夫はホテルスタッフの知り合いのタクシー運転手と話をつけました。昨日あれだけ時間と労力をかけて、バスを調べて、チケットも買ったのに、バスを降りてから数km荷物を担いで歩くのは、もう無理らしい。でも、タクシーで行くお陰で、私のスリーピングバッグ、携帯湯沸かしと、ランドリー行きの服などを持って行ってくれているので、私のバックパックはその分少し軽くなって助かりました。ありがたいことです。

 

 

今日は昨日の予習通りに、最初のスタート部分のルートが新しくなっていて、その方が景色も良く時間も短縮になるらしいので結構なことです。この新しいルートを採用するのはいいのですが、とにかく迷わないように、新しい区間が終わり、元ルートと繋がる所を再びよくよく地図を頭に入れて、7時25分、朝食のためにレストランに降りました。

 

まだ閉まっていてがっくり。7時半から朝食なのに、5分前で開いてないって、なんでやねん。(日本人思考)朝食込みなのにもったいないけど、バックパックを持って降りてきていたので、もうこのまま出発しようかと思った矢先に、スタッフが出勤してきてて、すぐに パン各種並べて用意してくれました。パウダーシュガーがかかったクリーム入りクロワッサンを選んで、おいしくいただきました。

なぜだか気がせいて、ゆっくり朝食を楽しむ心の余裕がないので、カフェを楽しむ夫に声をかけて出発しました。「いってきます!」

 

今日は4日目にして初めて1人でスタートです。日没は夜8時過ぎと遅く、1日は長いので焦る必要はないのですが、できるだけ早いうちに 今日の歩きを終えてゆっくり休みたいという思いがありました。日の出は6時前で、どうせいつもその前に起きてしまうので、朝の爽やかなうちに、さっさと出発したいのです。

 

今朝は水だけ飲みました。昨日は朝紅茶を飲んで、出発後、速攻でトイレに行きたくなって困りました。

 

 

 

 

頭にインプットしてい地図の画像の通りに行くと、すぐに線路を渡って町の中心外に出ました。

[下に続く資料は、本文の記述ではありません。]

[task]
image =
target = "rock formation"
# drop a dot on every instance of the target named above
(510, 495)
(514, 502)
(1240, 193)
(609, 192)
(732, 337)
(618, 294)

そこからは説明であった通り、新しい標識が頻繁にあったので、迷うことなく川沿いの畑にたどり着きました。

気分よく、迂回してあぜ道を進むのですが、雑草が腰近くまで伸びていて、かき分けて行かねばなりませんでした。もちろん、誰かが数名は通ったであろう踏みつけた跡は、申し訳程度にありましたが、雑草についている朝露がズボンに触れて、膝から下がびしょびしょになってしまいました。まあ、昨日の雨の日での泥だらけのブーツは、おかげで綺麗になったので、よしとしましょう。

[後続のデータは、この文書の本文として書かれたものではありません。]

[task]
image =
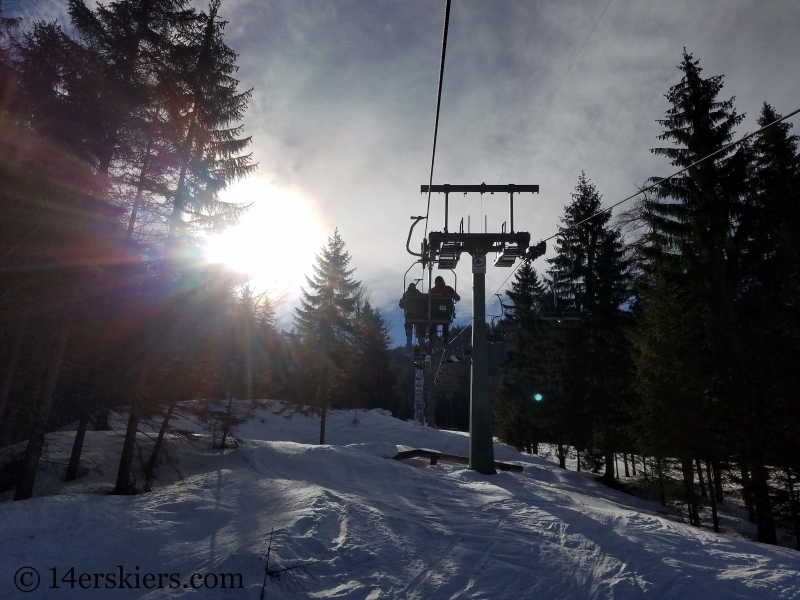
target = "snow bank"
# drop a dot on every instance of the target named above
(381, 528)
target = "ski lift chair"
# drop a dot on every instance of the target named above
(561, 314)
(443, 311)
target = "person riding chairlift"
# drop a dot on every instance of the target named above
(411, 291)
(442, 288)
(439, 288)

背の高い雑草が密にびっしり生えていて、これ以上は進めないという所で、そこからは、畑の中のうねの間に数人の足跡が続いていました。足跡に従って、私も失礼しますと唱えながら、苗を踏まないように注意深く進みました。

 

川沿いの畑を進むと、橋が見えてきて、その橋を渡って元々のアプリの緑色のルートに合流しました。これで、今日の新しいルートの区間を無事に達成することができ、1人で鼻高々でした。

 

しばらすると、後ろから話声が近づいてきたのでM&CE夫妻かなと思って振り返ると、今までには会ったことのない人達でした。がっちりとした体格のいい若い女性の2人組でした。

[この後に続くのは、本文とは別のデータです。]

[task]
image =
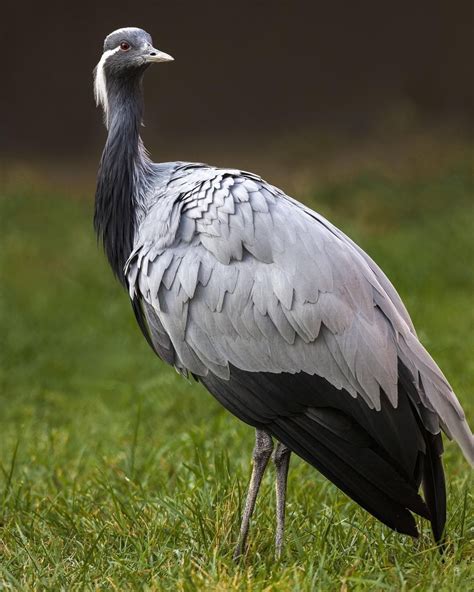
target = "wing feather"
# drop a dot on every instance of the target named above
(241, 275)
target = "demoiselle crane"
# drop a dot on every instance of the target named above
(285, 320)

1人が英語で声をかけてきました。「あなたもチテルナに行くの?私たちもよ」「じゃあね、バイバイ」みたいな簡単な挨拶をして、 彼女たちは私を追い越して行きました。

 

さらに進んで行くと、山道の入り口があったけれどアプリのルートでは、このままこの舗装道路を行くようになっていたので、この緩やかな坂道をテンポよく歩いていきました。

 

 

 

いくつかの小さな住宅街を通り過ぎました。郊外の小規模な新興住宅地でしょうか、家は新しめで、庭の花も美しく手入れされていて、住んでいる人たちの、生き生きとした日常生活の新鮮なエネルギーを感じました。幼稚園からは地元の園児たちの元気な声も聞こえてきて、若いパワー(笑)をいただける気がして嬉しくなりました。

 

イタリアの田舎、5月のとある平日に、ルーティーンをこなしている地元の人たちの間を、コンフォートゾーンから離れたアジア人冒険者(私)が1人歩いているというのが、客観的に見て、何とも言えず不思議に思われました。(私、こんな所でなにしているんだろう、みたいな)

 

 

周囲には畑があって、馬などの家畜も居て、そこを過ぎると、人々の住んでいる地域は終わり、また誰にも会わない1人の瞑想歩きが始まりました。

 

 

ちょっとずつ上り坂になってきました。

今日は上り坂で終わるという工程だと記憶しているけど、もしかしてその上り坂かい?と、 改めて アプリの地図をチェックすると、もう今日の2/3は 超えていました。なかなか調子よく歩けているではないか。今日は距離も短いし、平坦な道の部分が多かったのでありがたかったです。

 

 

 

しかしここにきて、左足が痛くなってきました。昨日の下りで痛めたのか 、あるいは連日の溜まった疲れのせいかもしれない。そういえば昨日の午後の街歩きの時は、結構しんどかったのでした。でも今朝部屋を出て階段を降りるときは、全然痛みはなかったのでリカバリーしたと思っていました。

 

 

図で見ると、最後の部分が全体的に上り坂ですが、実際には細かなアップダウンが続きながら少しずつ高度が上がっていくのです。そのちょっとした下り坂のたびに左足が付け根から全体に痛みました。

歩き方を工夫しようかと考えてみました。

大きい水ぶくれが足の内側にできていたことを思い出し、足の外へ少し重心をかけるようにして歩くように試してみたところ、足の付け根の痛みが軽減しました。

 

 

それでも緩やかな斜面の上りだったので、リズムよく歩け、 距離も少なかったので約3時間(昨日や一昨日の半分の時間)でCiternaに到着きました。

最後に、あの女性の2人組に追いつきました。

 

中心のカテドラルの前に展望広場がありました。

 

 



 

教会に入ったらすぐに男性がが3人入ってきたのでしばらく待って、出て行くのを見届けて、誰もいなくなったところで、アヴェ・マリアを歌って祈りました。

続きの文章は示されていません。